Ser Jorah laissa choir la naine à terre. « Je suis navré pour ton frère… mais nous n’avons eu aucun rôle dans son meurtre.

— Lui, si. » La fille se remit à genoux, serrant sa tunique déchirée et trempée de vin contre de petits seins pâles. « C’était lui qu’ils voulaient. Ils ont pris Oppo pour lui. » La fille pleurait, implorant l’aide de qui voudrait l’entendre. « Il devrait mourir, comme mon pauvre frère est mort. Je vous en prie. Aidez-moi, quelqu’un. Tuez-le. » Le tenancier l’empoigna avec brutalité par un bras et la releva d’une traction, gueulant en volantain, exigeant de savoir qui allait payer les dégâts.

La veuve du front de fleuve jeta à Mormont un regard mesuré. « On dit que les chevaliers défendent le faible et protègent l’innocent. Et moi, je suis la plus belle pucelle de tout Volantis. » Son rire dégoulinait de dédain. « Comment t’appelle-t-on, mon enfant ?

— Sol. »

La vieille femme s’adressa au tenancier dans la langue de l’Antique Volantis. Tyrion en avait des notions suffisantes pour comprendre qu’elle lui demandait de conduire la naine dans ses appartements, de lui donner du vin et de lui trouver des vêtements à porter.

Quand ils furent partis, la veuve inspecta Tyrion, avec des yeux noirs qui brillaient. « Les monstres devraient être plus grands, il me semble. Tu vaux une seigneurie, à Westeros, petit homme. Ta valeur ici est nettement moindre, je le crains. Mais je pense qu’il vaudrait mieux que je t’aide, après tout. Apparemment, Volantis n’est pas un lieu sûr pour les nains.

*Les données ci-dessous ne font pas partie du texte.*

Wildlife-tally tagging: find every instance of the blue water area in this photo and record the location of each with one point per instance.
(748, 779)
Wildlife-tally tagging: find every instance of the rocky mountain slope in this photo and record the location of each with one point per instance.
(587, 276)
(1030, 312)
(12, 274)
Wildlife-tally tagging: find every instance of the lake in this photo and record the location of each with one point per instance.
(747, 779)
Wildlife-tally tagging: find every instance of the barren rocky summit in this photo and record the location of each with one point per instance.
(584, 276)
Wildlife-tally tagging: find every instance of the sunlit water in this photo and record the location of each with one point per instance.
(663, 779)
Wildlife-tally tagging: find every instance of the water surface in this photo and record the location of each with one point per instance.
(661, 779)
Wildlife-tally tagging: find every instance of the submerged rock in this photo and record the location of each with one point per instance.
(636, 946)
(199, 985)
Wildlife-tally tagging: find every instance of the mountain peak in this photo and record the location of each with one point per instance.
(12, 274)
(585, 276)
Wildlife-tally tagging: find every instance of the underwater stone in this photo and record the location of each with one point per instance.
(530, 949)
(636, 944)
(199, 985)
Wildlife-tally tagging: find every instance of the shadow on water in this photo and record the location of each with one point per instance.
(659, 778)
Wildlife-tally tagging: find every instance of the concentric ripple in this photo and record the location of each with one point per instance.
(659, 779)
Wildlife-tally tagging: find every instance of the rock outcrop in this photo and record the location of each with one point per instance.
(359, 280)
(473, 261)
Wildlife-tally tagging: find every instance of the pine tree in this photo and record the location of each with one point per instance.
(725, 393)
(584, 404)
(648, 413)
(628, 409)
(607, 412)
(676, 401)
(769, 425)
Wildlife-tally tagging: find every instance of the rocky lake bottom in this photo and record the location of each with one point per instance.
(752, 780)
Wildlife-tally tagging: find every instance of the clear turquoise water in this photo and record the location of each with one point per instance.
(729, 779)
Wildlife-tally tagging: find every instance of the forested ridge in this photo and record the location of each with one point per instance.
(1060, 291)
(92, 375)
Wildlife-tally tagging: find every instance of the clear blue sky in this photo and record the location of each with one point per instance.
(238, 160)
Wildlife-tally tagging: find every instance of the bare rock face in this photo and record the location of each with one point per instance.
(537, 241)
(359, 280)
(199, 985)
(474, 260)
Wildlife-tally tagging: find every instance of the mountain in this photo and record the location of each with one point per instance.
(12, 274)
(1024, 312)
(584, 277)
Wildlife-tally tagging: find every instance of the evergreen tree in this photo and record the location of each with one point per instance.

— Vous êtes trop bonne. » Tyrion lui adressa son plus suave sourire. « Peut-être pourriez-vous me retirer ces charmants bracelets de fer, par la même occasion ? Le monstre en question ne possède qu’une moitié de nez, et celui-ci le démange d’une façon tout à fait abominable. Ces chaînes sont trop courtes pour que je le gratte. Je vous en ferai don, et de grand cœur.